Debunking myths on genetics and DNA

Thursday, March 8, 2012

How are new viruses made?


I'm sure you are all familiar with H1N1, the influenza strain that emerged in 2009 and which contained genetic elements from four different strains: two swine flu strains, one avian flu strain, and one human flu strain.

How did this incredible mix-up happen?

One thing I've learned in the five years I've spent studying viruses is that these little things are genetic brewing machines (I just made that expression up, please don't quote me!). They can carry genetic material from different organisms, they can integrate in the host's genome, they can transport genetic material from one organism to another. The viral genome of a flu virus in particular is split in different portions called segments. Now suppose an avian flu virus and a swine flu virus infect the same hosts, and two viral particles coinfect the same cell inside the host. Yes, you've guessed it: the genetic segments from the two distinct viruses can indeed "reshuffle" and create a completely new virus. In the case of H1N1, this pattern of coinfection and "reshuffling" (called segment reassortment) happened more than once and across three different hosts: birds, pigs, and humans.

Reassortment of segmented viruses happens when two genetically distinct viral species coinfect the same cell and exchange genomic segments, a mechanism that ensures rapid novel virus creation. In the past, novel influenza strains have appeared when the virus's genomic segments reasserted with non-human flu genomic segments. The host's immune system may be prepared to recognize either strain but not a combination of both, hence the new virus can, potentially, evade adaptive immunity.

An interesting bit of the puzzle is that this reassortment does not appear to be random: there is a "reassortment bias", in other words, not all possible "reshufflings" of the genomic segments are equally likely to happen. There are constraints in terms of the genetic information that needs to be exchanged across the segments in order to make a new virus. The ability to predict which reassortments are most likely can help us be prepared for future outbreaks like H1N1.

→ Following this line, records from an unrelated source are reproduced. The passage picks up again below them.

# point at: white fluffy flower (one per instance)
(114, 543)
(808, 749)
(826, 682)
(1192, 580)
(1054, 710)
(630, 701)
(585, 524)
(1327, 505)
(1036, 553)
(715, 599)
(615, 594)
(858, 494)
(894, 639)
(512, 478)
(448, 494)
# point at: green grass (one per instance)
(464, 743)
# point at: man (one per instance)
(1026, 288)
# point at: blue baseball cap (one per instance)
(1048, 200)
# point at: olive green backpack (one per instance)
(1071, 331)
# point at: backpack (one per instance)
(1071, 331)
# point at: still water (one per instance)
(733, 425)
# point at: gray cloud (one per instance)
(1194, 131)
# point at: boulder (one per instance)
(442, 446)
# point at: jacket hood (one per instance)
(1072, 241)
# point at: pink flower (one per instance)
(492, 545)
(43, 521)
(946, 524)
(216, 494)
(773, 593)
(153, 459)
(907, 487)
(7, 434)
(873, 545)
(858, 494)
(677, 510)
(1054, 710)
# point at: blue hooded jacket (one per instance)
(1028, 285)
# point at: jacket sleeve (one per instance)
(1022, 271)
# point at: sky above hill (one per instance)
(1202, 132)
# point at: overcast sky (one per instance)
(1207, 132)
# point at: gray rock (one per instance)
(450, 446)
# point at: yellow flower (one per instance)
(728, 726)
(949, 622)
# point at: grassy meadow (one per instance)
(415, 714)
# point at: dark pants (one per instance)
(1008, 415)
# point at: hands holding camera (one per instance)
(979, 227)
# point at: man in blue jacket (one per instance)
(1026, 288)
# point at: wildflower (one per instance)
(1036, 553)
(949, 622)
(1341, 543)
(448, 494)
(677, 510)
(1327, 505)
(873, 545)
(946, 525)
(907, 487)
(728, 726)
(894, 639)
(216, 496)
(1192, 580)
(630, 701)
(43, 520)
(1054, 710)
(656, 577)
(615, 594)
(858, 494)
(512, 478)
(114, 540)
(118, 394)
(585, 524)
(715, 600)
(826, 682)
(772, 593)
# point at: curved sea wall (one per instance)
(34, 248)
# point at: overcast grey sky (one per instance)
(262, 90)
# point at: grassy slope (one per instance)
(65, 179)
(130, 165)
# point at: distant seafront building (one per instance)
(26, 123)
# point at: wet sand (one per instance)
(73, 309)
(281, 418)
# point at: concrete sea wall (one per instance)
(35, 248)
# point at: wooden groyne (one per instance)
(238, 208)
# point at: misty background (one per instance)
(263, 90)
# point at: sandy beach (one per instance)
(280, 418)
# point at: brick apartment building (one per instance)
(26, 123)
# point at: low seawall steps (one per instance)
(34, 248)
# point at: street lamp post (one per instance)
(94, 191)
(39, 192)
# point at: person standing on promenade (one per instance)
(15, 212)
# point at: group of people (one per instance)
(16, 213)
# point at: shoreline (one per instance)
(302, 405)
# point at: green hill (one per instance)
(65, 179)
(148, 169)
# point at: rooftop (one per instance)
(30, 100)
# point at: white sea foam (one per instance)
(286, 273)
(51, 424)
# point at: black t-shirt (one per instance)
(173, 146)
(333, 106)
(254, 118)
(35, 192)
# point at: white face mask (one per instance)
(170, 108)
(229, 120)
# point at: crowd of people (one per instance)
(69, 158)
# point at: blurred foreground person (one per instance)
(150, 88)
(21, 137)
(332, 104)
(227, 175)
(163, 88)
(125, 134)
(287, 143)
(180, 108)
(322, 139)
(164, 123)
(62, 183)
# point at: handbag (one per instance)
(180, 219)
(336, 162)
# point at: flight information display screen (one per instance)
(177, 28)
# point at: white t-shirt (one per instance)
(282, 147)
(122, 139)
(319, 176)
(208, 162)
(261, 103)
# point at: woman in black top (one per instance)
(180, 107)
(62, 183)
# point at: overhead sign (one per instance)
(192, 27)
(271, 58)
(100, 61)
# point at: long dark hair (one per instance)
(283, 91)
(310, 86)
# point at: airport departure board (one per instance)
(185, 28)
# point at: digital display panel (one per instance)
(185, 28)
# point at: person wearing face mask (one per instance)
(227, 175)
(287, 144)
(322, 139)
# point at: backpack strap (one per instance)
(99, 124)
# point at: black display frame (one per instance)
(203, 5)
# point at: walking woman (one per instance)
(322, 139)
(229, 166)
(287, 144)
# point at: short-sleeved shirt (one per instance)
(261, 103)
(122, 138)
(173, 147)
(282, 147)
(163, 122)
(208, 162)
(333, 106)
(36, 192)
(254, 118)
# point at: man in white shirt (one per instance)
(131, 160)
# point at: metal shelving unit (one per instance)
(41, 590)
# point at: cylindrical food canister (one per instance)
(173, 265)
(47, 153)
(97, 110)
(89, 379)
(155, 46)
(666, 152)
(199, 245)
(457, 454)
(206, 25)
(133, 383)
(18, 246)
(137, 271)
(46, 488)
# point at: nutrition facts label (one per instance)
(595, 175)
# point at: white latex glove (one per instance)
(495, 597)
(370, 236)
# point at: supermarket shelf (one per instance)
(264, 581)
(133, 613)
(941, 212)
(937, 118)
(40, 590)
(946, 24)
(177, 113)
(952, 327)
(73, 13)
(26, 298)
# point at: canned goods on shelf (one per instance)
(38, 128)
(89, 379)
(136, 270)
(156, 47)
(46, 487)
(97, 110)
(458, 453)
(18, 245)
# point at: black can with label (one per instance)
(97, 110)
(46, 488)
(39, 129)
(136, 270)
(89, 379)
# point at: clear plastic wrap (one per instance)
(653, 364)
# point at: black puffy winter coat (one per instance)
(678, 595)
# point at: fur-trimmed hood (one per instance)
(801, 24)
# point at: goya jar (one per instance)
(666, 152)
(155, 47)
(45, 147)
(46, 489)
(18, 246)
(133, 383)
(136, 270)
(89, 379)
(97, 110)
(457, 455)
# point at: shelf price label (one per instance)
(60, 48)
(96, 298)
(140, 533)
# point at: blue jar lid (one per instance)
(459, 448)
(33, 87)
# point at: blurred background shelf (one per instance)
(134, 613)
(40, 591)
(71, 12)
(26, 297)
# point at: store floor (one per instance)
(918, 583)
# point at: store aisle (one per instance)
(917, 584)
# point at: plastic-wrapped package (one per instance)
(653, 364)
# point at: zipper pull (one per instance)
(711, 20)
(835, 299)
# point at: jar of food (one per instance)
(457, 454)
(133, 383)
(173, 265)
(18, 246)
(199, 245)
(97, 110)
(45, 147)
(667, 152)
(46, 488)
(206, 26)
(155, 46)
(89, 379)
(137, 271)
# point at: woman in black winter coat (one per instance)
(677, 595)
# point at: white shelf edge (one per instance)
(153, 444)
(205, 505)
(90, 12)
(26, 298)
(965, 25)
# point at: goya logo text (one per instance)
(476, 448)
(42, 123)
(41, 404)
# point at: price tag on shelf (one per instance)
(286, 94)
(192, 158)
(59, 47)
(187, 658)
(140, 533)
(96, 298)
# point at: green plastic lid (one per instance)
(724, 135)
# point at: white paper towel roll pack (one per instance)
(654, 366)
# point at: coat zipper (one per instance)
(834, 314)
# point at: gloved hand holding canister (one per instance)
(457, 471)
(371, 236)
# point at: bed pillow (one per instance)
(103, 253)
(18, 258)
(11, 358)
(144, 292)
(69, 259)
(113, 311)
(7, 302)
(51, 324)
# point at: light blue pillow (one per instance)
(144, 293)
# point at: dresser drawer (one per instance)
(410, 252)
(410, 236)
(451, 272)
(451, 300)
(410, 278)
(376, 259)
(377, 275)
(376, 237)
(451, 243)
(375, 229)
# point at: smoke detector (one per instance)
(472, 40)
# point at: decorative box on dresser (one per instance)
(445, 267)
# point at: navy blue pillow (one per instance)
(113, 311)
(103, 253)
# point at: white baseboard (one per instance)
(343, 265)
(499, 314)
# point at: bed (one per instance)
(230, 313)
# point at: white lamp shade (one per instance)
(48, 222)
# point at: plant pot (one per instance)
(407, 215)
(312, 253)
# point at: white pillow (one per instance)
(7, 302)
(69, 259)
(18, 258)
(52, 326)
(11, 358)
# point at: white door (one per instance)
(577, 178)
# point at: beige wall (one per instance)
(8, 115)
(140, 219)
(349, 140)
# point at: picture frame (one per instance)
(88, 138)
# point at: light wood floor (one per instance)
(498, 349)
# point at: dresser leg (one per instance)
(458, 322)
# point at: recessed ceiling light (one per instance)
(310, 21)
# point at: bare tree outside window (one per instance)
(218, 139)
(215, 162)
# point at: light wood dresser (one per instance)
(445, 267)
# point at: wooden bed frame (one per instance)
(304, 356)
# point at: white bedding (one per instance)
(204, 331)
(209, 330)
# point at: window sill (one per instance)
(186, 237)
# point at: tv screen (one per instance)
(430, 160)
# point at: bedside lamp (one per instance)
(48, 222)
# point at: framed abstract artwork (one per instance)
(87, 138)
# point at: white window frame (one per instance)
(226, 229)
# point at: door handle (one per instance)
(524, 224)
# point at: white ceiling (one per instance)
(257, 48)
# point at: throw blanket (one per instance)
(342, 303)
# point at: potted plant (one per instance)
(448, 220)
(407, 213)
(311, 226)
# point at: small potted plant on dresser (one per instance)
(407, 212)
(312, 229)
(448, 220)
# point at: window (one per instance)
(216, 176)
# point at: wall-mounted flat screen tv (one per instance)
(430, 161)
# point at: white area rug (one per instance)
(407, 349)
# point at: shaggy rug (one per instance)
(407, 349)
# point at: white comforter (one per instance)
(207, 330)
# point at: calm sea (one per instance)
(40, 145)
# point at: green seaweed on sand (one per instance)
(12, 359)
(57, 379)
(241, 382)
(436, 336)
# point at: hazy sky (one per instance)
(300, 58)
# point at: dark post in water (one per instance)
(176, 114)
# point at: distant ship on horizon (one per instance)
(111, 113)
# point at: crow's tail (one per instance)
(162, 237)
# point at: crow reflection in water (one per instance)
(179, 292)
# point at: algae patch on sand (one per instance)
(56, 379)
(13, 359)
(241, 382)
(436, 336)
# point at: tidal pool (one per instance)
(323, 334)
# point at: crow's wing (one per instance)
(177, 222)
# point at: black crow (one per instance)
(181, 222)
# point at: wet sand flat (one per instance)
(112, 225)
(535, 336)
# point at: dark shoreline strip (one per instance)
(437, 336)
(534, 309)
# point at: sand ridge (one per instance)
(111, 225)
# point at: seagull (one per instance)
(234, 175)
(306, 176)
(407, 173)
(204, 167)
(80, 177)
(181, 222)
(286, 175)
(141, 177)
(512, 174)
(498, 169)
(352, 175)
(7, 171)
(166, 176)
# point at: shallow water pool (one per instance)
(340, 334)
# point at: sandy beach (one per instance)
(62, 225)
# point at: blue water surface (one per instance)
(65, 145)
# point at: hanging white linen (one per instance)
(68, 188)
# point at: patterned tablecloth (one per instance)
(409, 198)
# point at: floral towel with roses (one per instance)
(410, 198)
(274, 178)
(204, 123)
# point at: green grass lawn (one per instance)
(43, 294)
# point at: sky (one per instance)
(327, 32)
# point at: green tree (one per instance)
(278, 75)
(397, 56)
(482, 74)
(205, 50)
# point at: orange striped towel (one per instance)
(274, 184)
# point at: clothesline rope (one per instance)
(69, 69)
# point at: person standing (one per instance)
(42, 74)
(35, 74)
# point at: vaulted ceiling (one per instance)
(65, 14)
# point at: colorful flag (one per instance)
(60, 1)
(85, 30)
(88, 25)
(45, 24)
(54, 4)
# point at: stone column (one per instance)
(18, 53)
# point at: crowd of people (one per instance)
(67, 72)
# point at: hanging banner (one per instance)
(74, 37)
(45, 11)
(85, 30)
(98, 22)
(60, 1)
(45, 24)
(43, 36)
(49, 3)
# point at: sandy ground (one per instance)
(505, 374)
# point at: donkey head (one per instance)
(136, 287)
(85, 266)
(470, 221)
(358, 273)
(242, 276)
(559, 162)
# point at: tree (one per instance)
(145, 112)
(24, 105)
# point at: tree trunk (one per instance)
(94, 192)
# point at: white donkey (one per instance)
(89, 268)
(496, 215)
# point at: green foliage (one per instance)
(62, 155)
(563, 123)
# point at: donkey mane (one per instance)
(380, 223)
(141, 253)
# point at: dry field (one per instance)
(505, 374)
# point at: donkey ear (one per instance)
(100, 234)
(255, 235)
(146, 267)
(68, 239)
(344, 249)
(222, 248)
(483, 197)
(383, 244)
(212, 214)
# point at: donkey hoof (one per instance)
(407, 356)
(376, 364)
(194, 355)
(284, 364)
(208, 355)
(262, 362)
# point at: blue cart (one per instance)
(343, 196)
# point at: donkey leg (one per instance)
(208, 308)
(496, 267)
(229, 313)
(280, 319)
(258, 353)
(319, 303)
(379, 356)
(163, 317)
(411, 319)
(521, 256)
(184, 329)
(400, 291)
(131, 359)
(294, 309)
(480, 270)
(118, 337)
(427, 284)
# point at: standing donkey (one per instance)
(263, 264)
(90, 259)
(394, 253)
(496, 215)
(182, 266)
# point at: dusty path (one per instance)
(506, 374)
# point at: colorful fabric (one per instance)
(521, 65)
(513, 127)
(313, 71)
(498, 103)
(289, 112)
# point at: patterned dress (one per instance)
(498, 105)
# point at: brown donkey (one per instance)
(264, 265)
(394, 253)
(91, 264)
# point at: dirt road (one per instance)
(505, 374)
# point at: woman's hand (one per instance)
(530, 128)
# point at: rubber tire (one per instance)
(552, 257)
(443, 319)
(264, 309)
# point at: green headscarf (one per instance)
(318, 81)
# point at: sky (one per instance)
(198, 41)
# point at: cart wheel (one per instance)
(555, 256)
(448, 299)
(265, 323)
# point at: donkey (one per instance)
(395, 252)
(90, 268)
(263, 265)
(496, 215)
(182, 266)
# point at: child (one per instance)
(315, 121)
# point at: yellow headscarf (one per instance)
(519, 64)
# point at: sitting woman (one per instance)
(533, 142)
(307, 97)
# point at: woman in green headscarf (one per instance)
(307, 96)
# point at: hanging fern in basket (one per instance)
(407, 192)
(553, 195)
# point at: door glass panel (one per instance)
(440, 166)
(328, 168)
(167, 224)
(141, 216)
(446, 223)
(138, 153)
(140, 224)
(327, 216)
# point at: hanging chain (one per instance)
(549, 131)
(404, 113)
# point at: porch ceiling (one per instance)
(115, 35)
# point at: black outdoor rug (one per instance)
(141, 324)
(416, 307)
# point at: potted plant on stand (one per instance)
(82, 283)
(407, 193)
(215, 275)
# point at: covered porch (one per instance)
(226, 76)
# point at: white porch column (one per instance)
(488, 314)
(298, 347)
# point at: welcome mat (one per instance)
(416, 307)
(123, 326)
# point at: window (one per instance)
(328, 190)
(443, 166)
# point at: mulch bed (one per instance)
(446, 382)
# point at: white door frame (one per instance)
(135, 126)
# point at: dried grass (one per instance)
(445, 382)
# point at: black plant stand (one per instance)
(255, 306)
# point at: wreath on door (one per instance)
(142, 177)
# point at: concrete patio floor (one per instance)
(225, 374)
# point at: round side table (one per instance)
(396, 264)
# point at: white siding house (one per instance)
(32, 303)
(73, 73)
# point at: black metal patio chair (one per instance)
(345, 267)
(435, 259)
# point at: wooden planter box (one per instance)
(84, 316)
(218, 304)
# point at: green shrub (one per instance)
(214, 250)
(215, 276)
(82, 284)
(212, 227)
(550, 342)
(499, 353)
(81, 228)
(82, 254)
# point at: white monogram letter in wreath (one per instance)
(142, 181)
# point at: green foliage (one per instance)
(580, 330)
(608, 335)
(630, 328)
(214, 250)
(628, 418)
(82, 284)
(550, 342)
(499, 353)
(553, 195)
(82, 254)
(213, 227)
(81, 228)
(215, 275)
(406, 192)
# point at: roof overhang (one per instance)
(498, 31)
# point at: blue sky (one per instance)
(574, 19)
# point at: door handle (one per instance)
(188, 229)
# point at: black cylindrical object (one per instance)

In a recent PNAS paper [1], Greenbaum et al. use the mathematical framework of information theory to infer the viral populations produced by a coinfection out of the possible repertoire of progeny viruses. They look at quantities like entropy and mutual information to measure the genetic variation, predict which segments share relevant genetic information, and derive general segregation rules of how reassortment may happen.
"We study, for influenza and other segmented viruses, the extent to which a virus’s segments can communicate strain information across an infection and among one another. Our approach goes beyond previous association studies and quantifies how much the diversity of emerging strains is altered by patterns in reassortment, whether biases are consistent across multiple strains and cell types, and if significant information is shared among more than two segments. [1]"
Mutual information gives an upper bound on how much information strains can exchange. Pushing the rate of reassortment past this bound would disrupt viral segment communication and stop the creation of new virus. This is something I've heard about viral mutation rates, as well. Rapid turnover in genetic diversity is an advantage for tiny organisms like viruses and bacteria because it allows them to quickly develop escapes to the immune system: it's the Red Queen Effect I've talked about in the previous post. However, if this turnover it's too quick you get the opposite effect: when you go past the limit and start accumulating too much diversity, the population rapidly goes extinct because deleterious mutations happen more frequently than advantageous ones. This suggests that tweaking the diversity increase beyond this limit may be a novel defense strategy.
"Understanding how much these segments transfer information about their strain of origin, and to what extent this is possible, can ultimately lead to novel antiviral strategies."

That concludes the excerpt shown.